Sarebbe opportuno quindi, ad esempio, promuovere indagini e ricerche circa le eventuali
alterazioni legate alle tecniche utilizzate. Ad esempio sarebbe interessante capire quando le
nutrizioni di stimolo possono comportare dei rischi per la qualità del prodotto, ovvero quali
sono i termini precauzionali di sospensione rispetto al periodo di raccolta. Sarebbero inoltre
utili delle ricerche per capire se l’uso del deumidificatore possa diminuire la qualità del
prodotto e gli eventuali limiti del suo impiego. Tale strumento infatti da qualcuno messo sotto
accusa ma nel contempo, in molti casi, è indispensabile per produrre miele monoflorale.

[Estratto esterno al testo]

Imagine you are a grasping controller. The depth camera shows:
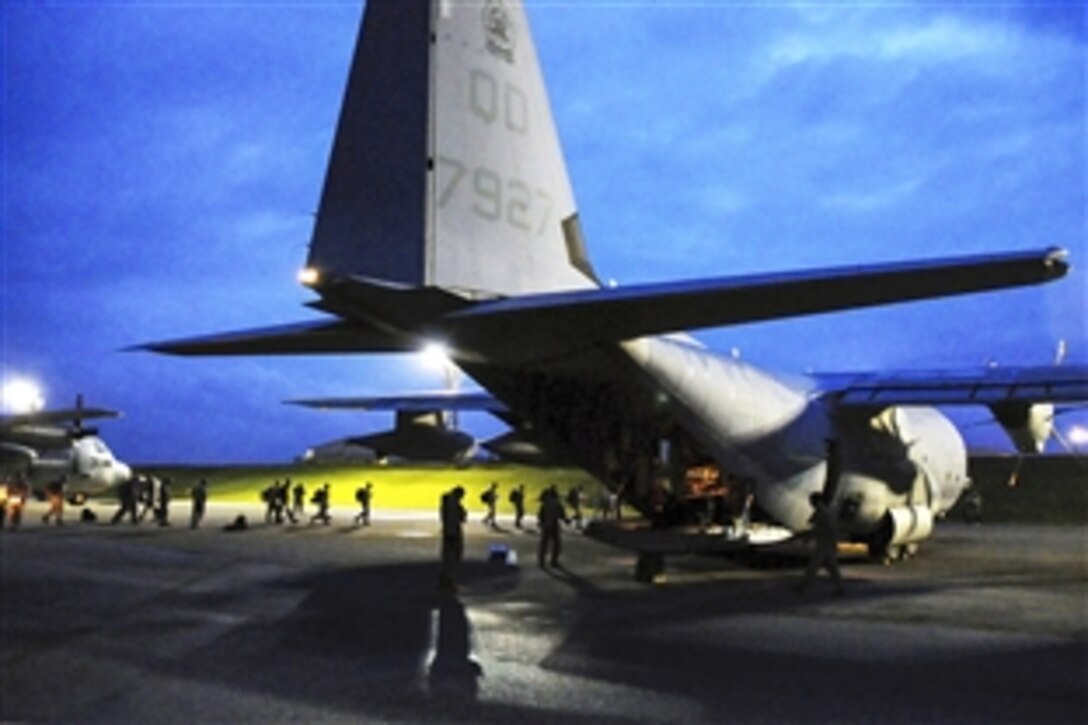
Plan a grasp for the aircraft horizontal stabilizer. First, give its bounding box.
[139,320,416,355]
[286,391,507,413]
[814,365,1088,408]
[445,248,1068,355]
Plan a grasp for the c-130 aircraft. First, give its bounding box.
[146,0,1088,555]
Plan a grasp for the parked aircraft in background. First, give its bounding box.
[0,396,132,503]
[293,393,477,463]
[147,0,1088,555]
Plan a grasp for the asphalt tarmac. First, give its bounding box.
[0,502,1088,723]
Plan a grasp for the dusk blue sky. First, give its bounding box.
[0,0,1088,463]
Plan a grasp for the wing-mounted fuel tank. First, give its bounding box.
[990,403,1054,454]
[838,406,969,558]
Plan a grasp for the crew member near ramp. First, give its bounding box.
[798,492,845,594]
[189,478,208,529]
[536,486,570,568]
[438,486,468,591]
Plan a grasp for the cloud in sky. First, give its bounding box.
[0,0,1088,460]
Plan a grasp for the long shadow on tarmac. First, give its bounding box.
[149,563,635,722]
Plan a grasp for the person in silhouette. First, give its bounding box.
[536,486,570,568]
[110,478,136,524]
[310,483,332,526]
[480,481,498,529]
[438,486,468,591]
[189,478,208,529]
[798,491,845,594]
[510,483,526,529]
[355,481,374,526]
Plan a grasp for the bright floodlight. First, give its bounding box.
[3,378,46,414]
[298,267,321,287]
[419,342,449,370]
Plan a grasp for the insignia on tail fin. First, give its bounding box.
[308,0,596,298]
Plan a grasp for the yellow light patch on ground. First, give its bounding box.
[137,464,602,514]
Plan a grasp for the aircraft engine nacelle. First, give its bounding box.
[888,505,935,546]
[990,403,1054,454]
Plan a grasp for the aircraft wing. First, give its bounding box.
[286,391,507,414]
[137,248,1068,363]
[133,320,416,355]
[0,407,121,431]
[813,365,1088,408]
[0,441,38,466]
[445,248,1068,357]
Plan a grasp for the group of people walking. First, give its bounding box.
[438,482,583,591]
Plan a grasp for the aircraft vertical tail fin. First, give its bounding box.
[308,0,596,297]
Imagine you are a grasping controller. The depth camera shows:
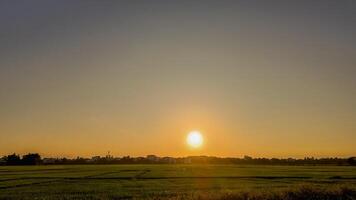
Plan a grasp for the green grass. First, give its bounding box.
[0,165,356,199]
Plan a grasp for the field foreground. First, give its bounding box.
[0,165,356,200]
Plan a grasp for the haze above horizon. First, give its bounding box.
[0,0,356,157]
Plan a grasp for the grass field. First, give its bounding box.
[0,165,356,199]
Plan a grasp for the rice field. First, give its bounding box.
[0,165,356,199]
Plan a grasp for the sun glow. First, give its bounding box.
[187,131,203,148]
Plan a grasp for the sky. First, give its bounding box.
[0,0,356,157]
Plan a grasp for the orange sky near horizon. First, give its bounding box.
[0,1,356,158]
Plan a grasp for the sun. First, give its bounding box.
[187,131,203,148]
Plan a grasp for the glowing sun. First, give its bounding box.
[187,131,203,148]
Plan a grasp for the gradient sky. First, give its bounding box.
[0,0,356,157]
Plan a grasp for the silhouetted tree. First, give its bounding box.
[5,153,21,165]
[22,153,41,165]
[347,157,356,165]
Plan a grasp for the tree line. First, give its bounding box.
[0,153,356,166]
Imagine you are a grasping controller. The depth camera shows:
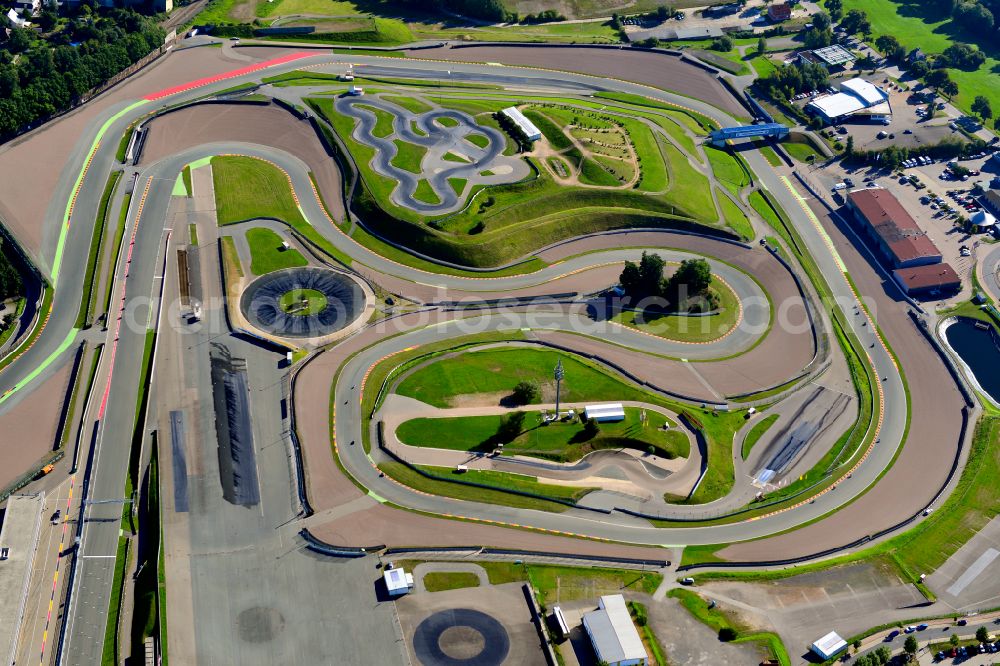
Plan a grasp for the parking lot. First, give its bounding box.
[810,144,1000,307]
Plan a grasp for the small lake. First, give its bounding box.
[944,317,1000,402]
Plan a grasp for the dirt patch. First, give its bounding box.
[0,48,294,266]
[142,104,344,219]
[0,356,73,488]
[414,46,746,116]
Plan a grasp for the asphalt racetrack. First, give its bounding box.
[0,40,960,628]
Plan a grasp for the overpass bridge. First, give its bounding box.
[709,123,788,146]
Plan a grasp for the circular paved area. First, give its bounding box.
[240,267,365,338]
[413,608,510,666]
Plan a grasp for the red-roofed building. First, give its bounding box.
[847,188,942,268]
[767,2,792,23]
[892,263,962,296]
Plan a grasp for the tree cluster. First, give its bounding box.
[875,35,906,62]
[619,252,712,308]
[521,9,566,25]
[0,4,164,136]
[854,645,892,666]
[757,62,829,100]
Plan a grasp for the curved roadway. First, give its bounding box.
[0,46,920,564]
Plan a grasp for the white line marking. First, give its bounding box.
[948,548,1000,597]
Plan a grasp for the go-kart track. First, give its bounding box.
[334,97,527,215]
[0,37,967,665]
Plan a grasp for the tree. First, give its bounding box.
[618,252,664,299]
[910,60,931,79]
[972,95,993,120]
[510,382,538,405]
[875,35,906,60]
[7,28,31,53]
[667,259,712,296]
[953,2,996,37]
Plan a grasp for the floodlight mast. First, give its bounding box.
[554,359,566,419]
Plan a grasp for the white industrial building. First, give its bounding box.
[583,594,649,666]
[502,106,542,141]
[806,78,892,124]
[583,402,625,423]
[382,569,413,597]
[810,631,847,661]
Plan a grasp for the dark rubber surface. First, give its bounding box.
[413,608,510,666]
[240,267,365,338]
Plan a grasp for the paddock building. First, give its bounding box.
[806,78,892,123]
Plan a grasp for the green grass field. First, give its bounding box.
[378,462,592,513]
[741,414,779,460]
[716,188,756,241]
[396,407,690,462]
[396,348,649,407]
[612,280,740,342]
[424,571,479,592]
[246,227,308,275]
[382,95,434,113]
[212,156,306,226]
[390,139,427,173]
[278,289,327,317]
[356,104,396,139]
[308,90,722,267]
[705,146,750,196]
[844,0,1000,114]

Il nostro settore è quello che presenta le maggiori interconnessi e interdipendenza fra le realtà
che lo compongono. E’
necessario quindi che la
“politica” del comparto
nasca dal dialogo delle
sue componenti e abbia
una marcata capacità di
una progettualità
comune. Bisogna quindi
mettere termine alle
divisioni fra hobbisti e
partite iva, fra produttori
e commercianti camuffati
da apicoltori, fra aziende,
piccole e grosse, ed invasettatori. L’unico solco netto e profondo che ci deve essere è fra chi
opera con professionalità e correttezza e chi no. Chi entra nel settore apistico dovrebbe
seguire dei corsi e degli esami per avere un patentino o meglio ancora un iscrizione ad un albo
professionale. Chi è vende miele contraffatto, chi ruba alveari, chi con azioni scorrette rovina
l’immagine del miele e dell’apicoltura o danneggia il settore deve poter essere cancellato
dall’Albo e posto nelle condizioni di non poter più esercitare nel settore. Per risalire la china e
salvare l’apicoltura dobbiamo perdere un po’ di quel senso anarchico che ha sempre
caratterizzato l’apicoltura.
Nota conclusiva Si potrebbe, come obiettivo minimo, richiedere che i mieli esteri che non possono presentare
una corretta tracciabilità del prodotto o la totale aderenza alle normative nazionali in materia
di igiene delle preparazioni alimentari e farmacologiche riportino in etichetta un avviso
obbligatorio che informi il consumatore di tali carenze.